Originally, dispute settlement and legal finding were a matter for the entire village or an entire region. All men of legal age had to take part in the regular meetings ( Thing ) . With increasing social differentiation, it was more difficult for some than for others to comply. This also led to a differentiation of those who actually took part in the meetings. The term “Schöffe” / sceffino has been used since the end of the 8th century and replaced the term “rachineburgius”, which was the same in the matter. Charlemagne institutionalized this in a series of capitularies : No longer the entire judicial community, but only seven lay judges were supposed to rule. In doing so, he centralized the legitimation of the judicial proceedings by making the activities of the lay judges, who had previously been legitimized by the judicial community, agents of the crown. The activity of the lay judge thus became the lay judge's office . At the same time, he marginalized the role of the counts or mayors in court proceedings, who were now only responsible for managing the proceedings. It was the job of the lay judges in the court proceedings to answer questions that the judge asked them about the present case. The lay judges pronounced the verdict, but were also able to reassure themselves with the assembled judicial community. The more lavish job as a lay judge could only be afforded by someone who was economically well off. In addition, lay judges' ordinances demanded that lay judges should be of legal age, "wise", godly, strong in character and blameless. At the village, urban or regional level it was also necessary that the aldermen had property there and lived there.

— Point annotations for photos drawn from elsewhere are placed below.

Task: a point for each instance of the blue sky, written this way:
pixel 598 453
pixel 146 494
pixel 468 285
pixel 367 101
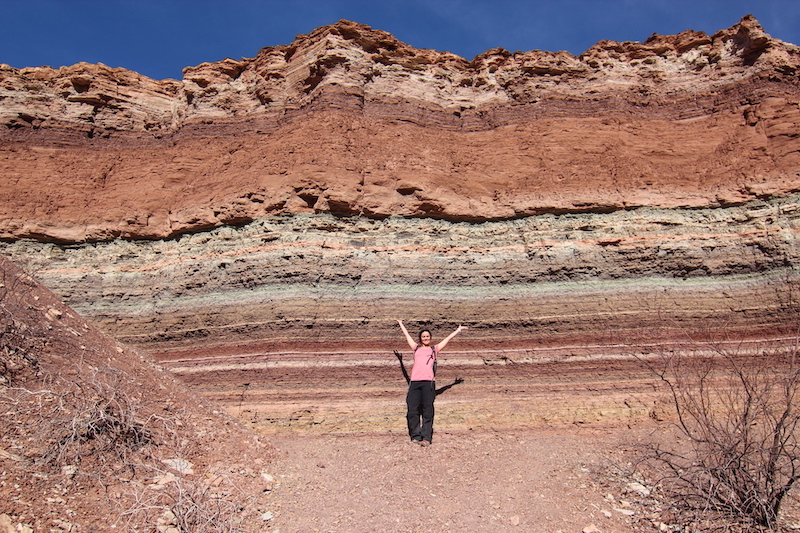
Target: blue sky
pixel 158 38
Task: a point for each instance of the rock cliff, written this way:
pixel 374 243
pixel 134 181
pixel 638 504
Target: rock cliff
pixel 350 121
pixel 284 209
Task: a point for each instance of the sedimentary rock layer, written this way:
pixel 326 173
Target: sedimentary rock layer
pixel 350 121
pixel 270 218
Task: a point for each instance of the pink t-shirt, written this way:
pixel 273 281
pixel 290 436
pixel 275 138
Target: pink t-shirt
pixel 422 369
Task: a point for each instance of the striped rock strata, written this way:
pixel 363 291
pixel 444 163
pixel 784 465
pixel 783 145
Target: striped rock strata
pixel 259 224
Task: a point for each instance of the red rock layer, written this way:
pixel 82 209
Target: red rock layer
pixel 349 120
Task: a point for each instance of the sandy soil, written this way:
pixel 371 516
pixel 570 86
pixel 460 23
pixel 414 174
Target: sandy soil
pixel 533 480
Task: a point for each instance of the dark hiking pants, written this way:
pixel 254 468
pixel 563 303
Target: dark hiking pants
pixel 419 401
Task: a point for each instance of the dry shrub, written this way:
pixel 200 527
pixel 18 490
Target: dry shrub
pixel 737 414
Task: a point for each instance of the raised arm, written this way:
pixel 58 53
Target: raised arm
pixel 447 339
pixel 409 339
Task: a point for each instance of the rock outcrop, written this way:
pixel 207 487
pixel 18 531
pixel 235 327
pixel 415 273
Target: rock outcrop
pixel 350 121
pixel 279 212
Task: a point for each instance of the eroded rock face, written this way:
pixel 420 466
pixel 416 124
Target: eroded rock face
pixel 350 121
pixel 278 213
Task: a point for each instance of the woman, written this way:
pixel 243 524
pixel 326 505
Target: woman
pixel 422 386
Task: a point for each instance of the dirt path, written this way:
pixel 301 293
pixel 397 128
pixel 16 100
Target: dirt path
pixel 544 481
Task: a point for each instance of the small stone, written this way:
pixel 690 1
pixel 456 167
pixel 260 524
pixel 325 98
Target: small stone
pixel 639 489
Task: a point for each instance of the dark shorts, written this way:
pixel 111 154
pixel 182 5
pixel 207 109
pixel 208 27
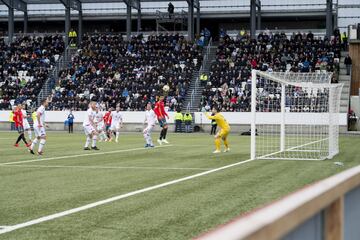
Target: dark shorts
pixel 162 122
pixel 20 129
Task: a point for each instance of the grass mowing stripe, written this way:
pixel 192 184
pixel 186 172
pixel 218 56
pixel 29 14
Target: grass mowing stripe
pixel 116 198
pixel 104 167
pixel 82 155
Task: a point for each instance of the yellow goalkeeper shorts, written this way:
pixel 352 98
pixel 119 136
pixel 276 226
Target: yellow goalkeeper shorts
pixel 224 133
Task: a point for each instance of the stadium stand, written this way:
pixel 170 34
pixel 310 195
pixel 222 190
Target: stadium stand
pixel 230 75
pixel 24 67
pixel 113 71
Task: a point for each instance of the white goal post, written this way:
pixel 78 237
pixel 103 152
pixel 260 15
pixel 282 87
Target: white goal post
pixel 304 115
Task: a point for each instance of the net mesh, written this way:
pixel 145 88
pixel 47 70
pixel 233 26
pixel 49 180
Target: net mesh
pixel 296 116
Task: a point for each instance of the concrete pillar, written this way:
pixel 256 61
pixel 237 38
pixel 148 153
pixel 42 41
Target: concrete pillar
pixel 80 30
pixel 11 24
pixel 139 20
pixel 252 19
pixel 128 21
pixel 191 20
pixel 198 20
pixel 259 18
pixel 329 18
pixel 26 18
pixel 67 24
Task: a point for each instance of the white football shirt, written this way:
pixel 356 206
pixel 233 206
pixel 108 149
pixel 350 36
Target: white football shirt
pixel 41 111
pixel 90 116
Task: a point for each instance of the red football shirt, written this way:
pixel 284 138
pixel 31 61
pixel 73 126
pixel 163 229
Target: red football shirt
pixel 107 118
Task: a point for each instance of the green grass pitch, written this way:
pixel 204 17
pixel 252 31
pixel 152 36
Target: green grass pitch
pixel 30 190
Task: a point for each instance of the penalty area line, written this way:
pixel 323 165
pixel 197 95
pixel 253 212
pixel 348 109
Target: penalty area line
pixel 116 198
pixel 82 155
pixel 105 167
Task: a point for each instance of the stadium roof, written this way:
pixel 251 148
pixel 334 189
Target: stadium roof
pixel 94 1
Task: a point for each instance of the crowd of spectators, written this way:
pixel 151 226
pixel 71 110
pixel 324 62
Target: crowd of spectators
pixel 25 65
pixel 230 74
pixel 112 71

Carolingian successor states

These jurors based court system continued in the successor states of the Carolingian Empire and beyond - as in England - by. It was also a model for the organization of the courts on different levels: local village courts, regional central courts and Reichshofgericht were formed according to this model. In the course of time, the number of lay judges changed in individual courts: there were often 12, but also 14 or 24 or a different number of lay judges was possible due to local or regional peculiarities. In some cases, aldermen's committees could complement each other through co-optation ; in some cases, this required the agreement of the respective authorities. Whoever was chosen as lay judge was obliged to take office. Aldermen were committed by a solemn oath. In addition to their primary activity in the disputed jurisdiction , lay judges also increasingly took on tasks of voluntary jurisdiction , such as the certification of documents and other public law tasks, such as market or forest supervision and in water and pasture matters.

The judges in the villages were mostly farmers. In the regional courts there was the Landschöppen (also called Amtslandschöppen , the names vary regionally). The office of lay judges could be tied to the possession of certain goods, such as the Amtslandschöppengüter or Saupengüter in the Saxon office of Rochlitz . These saupers could spread out over several villages, which then formed their own “judicial community” with their own saupe judge . The court lay judges in southern Hesse were released from taxes and compulsory labor.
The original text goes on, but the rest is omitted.